The 4.9 and 4.8 releases are, unsurprisingly, the source of many of the bugs fixed in the stable updates, with nearly 700 coming from each. After that comes the usual long tail, including every release ever made since the Git era began at 2.6.12. Every pre-4.10 release in the Git history is represented here; the least-fixed release is 2.6.17, which was released in 2006, with "only" 22 fixes.

That plot is not the whole story, though. Each of the 4.9.28, 4.9.34, 4.9.51, 4.9.75, 4.9.77, 4.9.78, 4.9.79, 4.9.94, 4.9.102, 4.9.187, 4.9.194, 4.9.195, 4.9.198, 4.9.207, 4.9.214, 4.9.219, 4.9.228, 4.9.253, 4.9.258, 4.9.259, 4.9.261, 4.9.265, 4.9.298, and 4.9.299 releases included a commit that was identified by a later Fixes tag; 4.9.81 and 4.9.218 had two, and 4.9.310 had three. Each of those, clearly, indicates a regression that was introduced into the stable kernel and later fixed. But even that is not the full picture; consider this:

[post-4.9.x fixes]

Every release made after 4.9 also introduced bugs that had to be fixed in the stable updates — over 1,500 fixes in all. That is a lot of buggy commits to have introduced into a "stable" kernel. One should also not take the wrong message from the lower counts for more recent kernel releases. It might be possible that our releases are getting less buggy, but a more plausible explanation is that the empty space in the upper-right half of that plot just represents bugs that have not yet been found and fixed.

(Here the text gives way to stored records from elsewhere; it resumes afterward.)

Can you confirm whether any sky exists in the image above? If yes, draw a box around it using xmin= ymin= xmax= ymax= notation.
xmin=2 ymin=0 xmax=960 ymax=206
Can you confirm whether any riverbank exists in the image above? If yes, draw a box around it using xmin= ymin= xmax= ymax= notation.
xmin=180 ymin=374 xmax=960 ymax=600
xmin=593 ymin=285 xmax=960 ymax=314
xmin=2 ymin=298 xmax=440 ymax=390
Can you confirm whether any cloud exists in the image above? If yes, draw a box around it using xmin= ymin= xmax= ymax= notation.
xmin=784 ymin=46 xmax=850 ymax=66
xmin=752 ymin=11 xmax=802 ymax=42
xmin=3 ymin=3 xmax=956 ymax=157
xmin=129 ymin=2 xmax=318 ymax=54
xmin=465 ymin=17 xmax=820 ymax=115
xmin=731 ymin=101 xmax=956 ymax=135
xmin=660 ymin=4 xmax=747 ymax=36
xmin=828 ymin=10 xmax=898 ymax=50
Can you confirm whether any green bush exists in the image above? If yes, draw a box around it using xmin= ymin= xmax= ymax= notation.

The 4.9 stable series was, thus, not perfect — not that anybody ever claimed that it was. It was, however, good enough to be the core of many deployed systems, including an unimaginable number of Android devices. The 4.9 kernel series is a testament to what the development community can accomplish when it sets its mind to it. It was a base that many users could rely on, and has well earned its retirement.

Index entries for this article
KernelReleases/4.9


to post comments

Six years with the 4.9 kernel

Posted Jan 13, 2023 8:52 UTC (Fri) by error27 (subscriber, #8346) [Link] (11 responses)

In olden days we used to measure how good a kernel was by comparing uptimes.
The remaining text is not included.